The Fear of Looking Foolish

First of all, I should say that I’m right there along with you. I had so many ideas about how to make this the best Lent ever. I was going to make so many sacrifices and spend so much time in prayer.
They were all great ideas, but somehow, one by one they got left behind. As I felt more and more ashamed, I gave it less and less thought. I didn’t want to feel that I had failed, so I didn’t feel at all.
Lent sort of just passed by for the most part until Palm Sunday. That’s when I started paying attention again.
In the middle of Mass, during that long Gospel, I was reflecting on Christ’s Passion and trying to let it really sink in again. Soon after, I heard the voice of the Lord in my heart.

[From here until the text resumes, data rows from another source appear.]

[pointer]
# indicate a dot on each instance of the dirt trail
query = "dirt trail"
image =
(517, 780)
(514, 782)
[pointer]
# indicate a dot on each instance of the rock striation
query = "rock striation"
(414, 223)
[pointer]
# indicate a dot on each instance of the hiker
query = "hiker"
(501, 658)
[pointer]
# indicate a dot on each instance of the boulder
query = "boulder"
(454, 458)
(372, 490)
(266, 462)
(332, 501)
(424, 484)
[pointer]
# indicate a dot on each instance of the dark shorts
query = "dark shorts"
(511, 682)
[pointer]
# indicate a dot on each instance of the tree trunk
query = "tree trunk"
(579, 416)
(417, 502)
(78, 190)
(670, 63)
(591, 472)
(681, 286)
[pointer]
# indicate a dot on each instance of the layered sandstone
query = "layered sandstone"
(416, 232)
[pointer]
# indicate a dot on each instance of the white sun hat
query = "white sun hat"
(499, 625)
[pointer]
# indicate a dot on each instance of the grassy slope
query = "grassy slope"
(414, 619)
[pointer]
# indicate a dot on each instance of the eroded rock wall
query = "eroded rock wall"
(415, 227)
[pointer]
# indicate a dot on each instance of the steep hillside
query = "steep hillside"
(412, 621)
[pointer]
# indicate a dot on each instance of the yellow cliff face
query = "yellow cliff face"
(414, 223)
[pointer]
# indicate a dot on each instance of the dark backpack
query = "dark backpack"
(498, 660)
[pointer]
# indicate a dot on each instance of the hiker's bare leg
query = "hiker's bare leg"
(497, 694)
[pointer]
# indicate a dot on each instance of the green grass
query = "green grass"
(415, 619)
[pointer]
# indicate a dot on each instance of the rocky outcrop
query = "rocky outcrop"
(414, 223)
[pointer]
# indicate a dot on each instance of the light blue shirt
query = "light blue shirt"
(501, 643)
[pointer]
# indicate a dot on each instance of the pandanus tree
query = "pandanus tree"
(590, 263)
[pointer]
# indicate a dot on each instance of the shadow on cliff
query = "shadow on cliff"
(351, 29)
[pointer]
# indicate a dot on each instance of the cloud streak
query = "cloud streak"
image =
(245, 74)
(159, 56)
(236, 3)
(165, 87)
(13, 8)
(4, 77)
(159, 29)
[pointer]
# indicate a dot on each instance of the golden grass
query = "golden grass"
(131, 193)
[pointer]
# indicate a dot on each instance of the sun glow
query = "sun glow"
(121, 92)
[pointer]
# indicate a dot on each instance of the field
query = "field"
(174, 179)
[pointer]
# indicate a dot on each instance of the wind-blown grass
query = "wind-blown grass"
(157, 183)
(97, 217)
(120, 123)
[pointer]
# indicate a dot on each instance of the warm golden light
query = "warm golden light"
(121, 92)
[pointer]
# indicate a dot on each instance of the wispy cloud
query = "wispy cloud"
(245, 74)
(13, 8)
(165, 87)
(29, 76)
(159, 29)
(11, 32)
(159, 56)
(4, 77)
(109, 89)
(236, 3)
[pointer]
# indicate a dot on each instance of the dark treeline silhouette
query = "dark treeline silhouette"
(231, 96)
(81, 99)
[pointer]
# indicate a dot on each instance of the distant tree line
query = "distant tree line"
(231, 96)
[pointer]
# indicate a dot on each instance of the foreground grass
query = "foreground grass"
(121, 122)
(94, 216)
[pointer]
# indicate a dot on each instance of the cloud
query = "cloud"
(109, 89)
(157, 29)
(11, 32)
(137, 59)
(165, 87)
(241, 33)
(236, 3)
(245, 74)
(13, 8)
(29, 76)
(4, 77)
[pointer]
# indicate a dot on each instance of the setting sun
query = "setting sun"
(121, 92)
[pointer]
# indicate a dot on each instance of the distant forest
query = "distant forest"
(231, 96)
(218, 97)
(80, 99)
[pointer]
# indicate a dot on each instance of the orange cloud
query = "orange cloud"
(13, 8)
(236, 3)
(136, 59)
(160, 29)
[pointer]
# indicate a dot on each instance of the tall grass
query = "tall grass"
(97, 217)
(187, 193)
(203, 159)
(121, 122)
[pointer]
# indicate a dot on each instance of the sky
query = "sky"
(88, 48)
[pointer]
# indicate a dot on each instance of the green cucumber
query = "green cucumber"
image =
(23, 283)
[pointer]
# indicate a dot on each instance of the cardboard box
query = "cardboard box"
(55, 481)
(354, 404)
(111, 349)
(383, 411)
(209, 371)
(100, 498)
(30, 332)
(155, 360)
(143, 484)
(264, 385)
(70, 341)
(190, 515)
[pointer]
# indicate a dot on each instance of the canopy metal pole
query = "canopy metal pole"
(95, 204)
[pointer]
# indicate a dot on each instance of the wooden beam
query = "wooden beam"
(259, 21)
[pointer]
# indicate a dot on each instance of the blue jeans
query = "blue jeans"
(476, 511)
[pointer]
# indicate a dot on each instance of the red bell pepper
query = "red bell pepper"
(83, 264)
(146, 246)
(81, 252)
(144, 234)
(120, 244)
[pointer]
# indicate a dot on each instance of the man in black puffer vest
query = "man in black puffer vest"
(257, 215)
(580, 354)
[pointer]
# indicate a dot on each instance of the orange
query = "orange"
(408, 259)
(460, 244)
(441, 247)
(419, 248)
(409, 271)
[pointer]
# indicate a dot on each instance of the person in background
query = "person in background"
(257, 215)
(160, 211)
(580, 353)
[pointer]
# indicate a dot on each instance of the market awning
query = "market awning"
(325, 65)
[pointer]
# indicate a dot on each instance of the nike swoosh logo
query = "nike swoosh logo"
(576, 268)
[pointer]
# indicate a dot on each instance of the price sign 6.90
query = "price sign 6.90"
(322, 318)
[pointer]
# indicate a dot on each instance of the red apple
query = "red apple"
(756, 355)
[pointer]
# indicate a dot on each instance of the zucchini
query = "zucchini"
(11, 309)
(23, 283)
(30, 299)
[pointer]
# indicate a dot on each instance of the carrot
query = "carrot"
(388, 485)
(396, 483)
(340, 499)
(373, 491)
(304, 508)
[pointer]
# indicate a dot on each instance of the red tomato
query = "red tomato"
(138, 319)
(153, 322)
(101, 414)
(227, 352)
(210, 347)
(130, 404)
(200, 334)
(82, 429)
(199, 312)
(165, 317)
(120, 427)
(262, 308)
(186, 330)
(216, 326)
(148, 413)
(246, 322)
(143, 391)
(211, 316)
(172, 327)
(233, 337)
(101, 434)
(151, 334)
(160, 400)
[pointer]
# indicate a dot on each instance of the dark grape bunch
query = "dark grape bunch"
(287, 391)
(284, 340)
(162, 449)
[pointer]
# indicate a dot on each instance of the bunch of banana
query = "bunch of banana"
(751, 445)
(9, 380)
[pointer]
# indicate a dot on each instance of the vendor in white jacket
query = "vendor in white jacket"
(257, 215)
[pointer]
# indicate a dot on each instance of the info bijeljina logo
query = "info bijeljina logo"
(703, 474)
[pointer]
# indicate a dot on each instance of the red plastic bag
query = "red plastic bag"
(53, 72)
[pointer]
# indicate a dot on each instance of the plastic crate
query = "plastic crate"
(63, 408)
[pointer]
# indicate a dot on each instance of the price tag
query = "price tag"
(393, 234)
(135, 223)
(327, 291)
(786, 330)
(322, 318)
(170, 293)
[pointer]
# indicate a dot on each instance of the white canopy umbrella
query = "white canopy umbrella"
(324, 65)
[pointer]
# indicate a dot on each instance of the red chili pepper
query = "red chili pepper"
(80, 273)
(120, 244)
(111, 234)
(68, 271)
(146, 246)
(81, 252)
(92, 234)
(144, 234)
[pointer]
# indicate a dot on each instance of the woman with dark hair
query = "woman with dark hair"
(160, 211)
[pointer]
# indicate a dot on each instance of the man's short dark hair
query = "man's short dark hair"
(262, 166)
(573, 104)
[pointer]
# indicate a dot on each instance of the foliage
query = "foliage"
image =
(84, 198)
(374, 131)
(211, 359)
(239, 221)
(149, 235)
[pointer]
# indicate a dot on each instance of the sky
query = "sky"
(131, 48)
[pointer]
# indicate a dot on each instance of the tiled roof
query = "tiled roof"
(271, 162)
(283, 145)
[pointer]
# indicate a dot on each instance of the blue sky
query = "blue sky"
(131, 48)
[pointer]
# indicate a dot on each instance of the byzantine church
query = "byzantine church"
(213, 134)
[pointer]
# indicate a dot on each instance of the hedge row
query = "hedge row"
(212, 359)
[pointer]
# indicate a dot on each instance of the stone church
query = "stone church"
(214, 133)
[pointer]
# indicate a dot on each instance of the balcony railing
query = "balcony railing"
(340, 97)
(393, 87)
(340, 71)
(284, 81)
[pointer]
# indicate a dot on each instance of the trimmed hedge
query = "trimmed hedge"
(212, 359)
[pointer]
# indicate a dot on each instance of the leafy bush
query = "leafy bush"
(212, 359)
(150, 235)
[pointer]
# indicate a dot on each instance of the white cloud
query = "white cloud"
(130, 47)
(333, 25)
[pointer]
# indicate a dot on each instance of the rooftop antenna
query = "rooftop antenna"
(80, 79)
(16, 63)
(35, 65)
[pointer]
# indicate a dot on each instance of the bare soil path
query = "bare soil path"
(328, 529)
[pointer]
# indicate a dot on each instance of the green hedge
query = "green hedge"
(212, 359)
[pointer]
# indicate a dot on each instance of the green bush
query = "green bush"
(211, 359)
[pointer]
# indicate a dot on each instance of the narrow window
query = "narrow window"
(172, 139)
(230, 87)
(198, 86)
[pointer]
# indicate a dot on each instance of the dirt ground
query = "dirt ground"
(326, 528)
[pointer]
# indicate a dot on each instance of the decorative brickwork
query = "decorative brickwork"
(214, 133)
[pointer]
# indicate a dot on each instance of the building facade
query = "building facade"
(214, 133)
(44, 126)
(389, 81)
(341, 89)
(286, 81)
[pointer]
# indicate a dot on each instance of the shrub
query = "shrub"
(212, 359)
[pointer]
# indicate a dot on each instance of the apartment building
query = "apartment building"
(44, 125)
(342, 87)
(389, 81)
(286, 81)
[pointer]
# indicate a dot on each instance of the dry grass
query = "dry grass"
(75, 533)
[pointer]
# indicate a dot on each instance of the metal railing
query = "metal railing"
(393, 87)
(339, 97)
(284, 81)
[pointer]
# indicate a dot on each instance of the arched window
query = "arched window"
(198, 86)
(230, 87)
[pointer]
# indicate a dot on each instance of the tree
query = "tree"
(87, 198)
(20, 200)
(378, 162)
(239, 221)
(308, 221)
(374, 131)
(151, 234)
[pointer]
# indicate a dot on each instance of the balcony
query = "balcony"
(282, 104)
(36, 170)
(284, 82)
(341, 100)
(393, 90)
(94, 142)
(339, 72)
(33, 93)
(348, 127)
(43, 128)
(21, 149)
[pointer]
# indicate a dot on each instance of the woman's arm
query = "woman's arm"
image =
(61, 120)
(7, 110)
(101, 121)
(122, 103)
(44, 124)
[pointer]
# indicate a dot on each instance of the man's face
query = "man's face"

I always expect to feel the guilt prompting me to promise to do better. Usually when that happens, I feel nothing except shame. Then when I try to make a change, it doesn’t last long and I end up discouraged.
This time, I didn’t feel that. I heard Him say, “I miss you.”
That’s not what I expected to hear.
I didn’t feel the shame of failure again like I expected. That didn’t seem to matter in this moment. It was the pleasant surprise of meeting a friend you haven’t seen for a long time.
It was then that I realized I missed Him too. It had been a while since we had really talked. The sacrifices I had meant to keep didn’t bring me closer to Him. In fact, I had avoided really talking to Him because then I’d have to admit I was failing.
It was around the same time that I read something that Pope Emeritus Benedict XVI said:
“Holiness does not consist in not making mistakes or never sinning. Holiness grows with the capacity for conversion, repentance, willingness to begin again, and above all with the capacity for reconciliation and forgiveness.”
A “good Lent” does not depend on how strictly you kept your Lenten sacrifice, like I had foolishly believed once again. A “good Lent” is one that helps you grow in readiness to repent.
Likewise, a worthy man is not the one who feels righteous on his feet, but makes himself righteous on his knees.
No matter how well you have kept your Lenten promises, we all should be ready to repent at all times, ready to hit that confessional - not in shame but in contrition.
Yes, once again this Lent I have discovered how truly little I can help myself.
But I guess that’s why we have Easter, right? So we can be helped by Him.
During the Easter Vigil, the Church reads Isaiah 54, in which the Lord says “For a brief moment I forsook you, but with great compassion I will gather you. In overflowing wrath for a moment I hid my face from you, but with everlasting mercy I will have compassion on you” (Is 54:7-8).
Our actions will have their consequences, but the Lord doesn’t desire to punish us. He desires us.
If you’ve realized yet again that you desire Him, you’ve had a successful Lent.